The Android and web app is also riddled with bugs, including ones that makes you lose your chat history from the threads if you switch between them, not cool.

I'll be cancelling my Google One subscription this month.

zshn25•13m ago
It would be interesting to benchmark a short training / inference run on the latest of TPU vs. NVIDIA GPU per cost basis
jmyeet•12m ago
In recent discussions about Tim Apple [sic] moving on there was a discussion about whether Apple flopped on AI, which is my opinion. Of course you had the false dichotomy of doing nothing or burning money faster than the US military like OpenAI does.

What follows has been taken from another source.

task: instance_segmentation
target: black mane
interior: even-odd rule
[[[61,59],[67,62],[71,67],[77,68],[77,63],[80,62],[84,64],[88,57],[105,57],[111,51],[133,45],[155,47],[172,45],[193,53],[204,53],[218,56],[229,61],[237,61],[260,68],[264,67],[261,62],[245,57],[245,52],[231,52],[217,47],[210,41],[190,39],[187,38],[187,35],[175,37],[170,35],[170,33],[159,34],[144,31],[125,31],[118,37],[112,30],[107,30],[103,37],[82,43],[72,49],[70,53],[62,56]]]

IMHO that happy medium is Google. Not having to pay the NVidia tax will likely be a huge competitive advantage. And nobody builds data centers as cost-effectively as Google. It's kind of crazy to be talking ExaFLOPS and Tb/s here. From some quick Googling:

- The first MegaFLOPS CPU was in 1964

- A Cray supercomputer hit GigaFLOPS in 1988 with workstations hitting it in the 1990s. Consumer CPUs I think hit this around 1999 with the Pentium 3 at 1GHz+;

- It was the 2010s before we saw off-the-shelf TFLOPS;

- It was only last year where a single chip hit PetaFLOPS. I see the IBM Roadrunner hit this in 2008 but that was ~13,000 CPUs so...

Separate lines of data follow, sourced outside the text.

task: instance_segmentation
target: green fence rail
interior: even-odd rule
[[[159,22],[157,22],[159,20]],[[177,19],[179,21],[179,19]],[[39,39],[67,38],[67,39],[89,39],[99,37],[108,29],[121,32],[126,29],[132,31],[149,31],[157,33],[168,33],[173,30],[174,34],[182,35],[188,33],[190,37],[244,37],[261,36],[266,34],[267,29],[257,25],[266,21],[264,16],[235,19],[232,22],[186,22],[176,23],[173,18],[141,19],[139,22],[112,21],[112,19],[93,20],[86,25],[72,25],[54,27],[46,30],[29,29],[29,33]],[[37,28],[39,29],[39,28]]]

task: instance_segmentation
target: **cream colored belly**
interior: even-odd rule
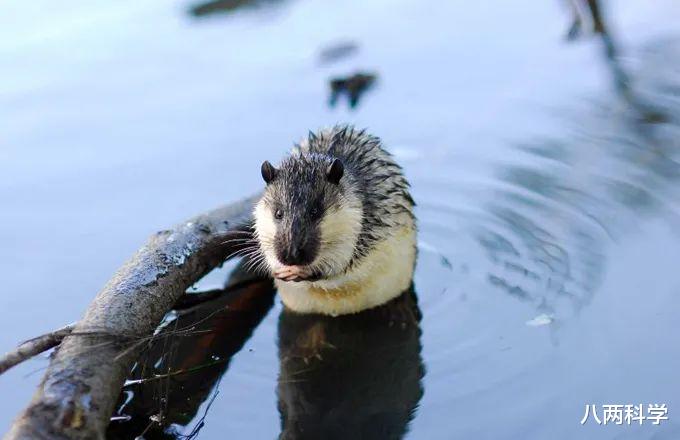
[[[415,259],[415,228],[404,227],[346,274],[314,282],[276,280],[276,287],[284,305],[296,312],[356,313],[384,304],[406,290]]]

Obviously this is near 10,000 TPUs to get to ~121 EFLOPS (FP4 admittedly) but that's still an astounding number. IT means each one is doing ~12 PFLOPS (FP4).

I saw a claim that Claude Mythos cost ~$10B to train. I personally believe Google can (or soon will be able to) do this for an order of magnitude less at least.

I would love to know the true cost/token of Claude, ChatGPT and Gemini. I think you'll find Google has a massive cost advantage here.

someguyiguess•8m ago
Apple has not flopped on AI as you say. They are just focused on privacy and are likely waiting for the time when local models become efficient enough to run on iPhones (which is quickly becoming a reality).

Google could probably train models for orders of magnitude less money as you say, but they aren't. They are not capable of creating high quality models like OpenAI and Anthropic are. Their company is just too disorganized and chaotic.

Anecdotally, I don't know a single person who uses Gemini on purpose.

himata4113•7m ago
I already felt that gemini 3 proved what is possible if you train a model for efficiency. If I had to guess the pro and flash variants are 5x to 10x smaller than opus and gpt-5 class models.

They produce drastically lower amount of tokens to solve a problem, but they haven't seem to have put enough effort into refinining their reasoning and execution as they produce broken toolcalls and generally struggle with 'agentic' tasks, but for raw problem solving without tools or search they match opus and gpt while presumably being a fraction of the size.

I feel like google will surprise everyone with a model that will be an entire generation beyond SOTA at some point in time once they go from prototyping to making a model that's not a preview model anymore. All models up till now feel like they're just prototypes that were pushed to GA just so they have something to show to investors and to integrate into their suite as a proof of concept.

SecretDreams•6m ago
They are missing a header to show the transition in discussion from TPU8t to 8i!

Thanks for posting otherwise.

Edit: actually, looks like the header got captured as a figure caption on accident.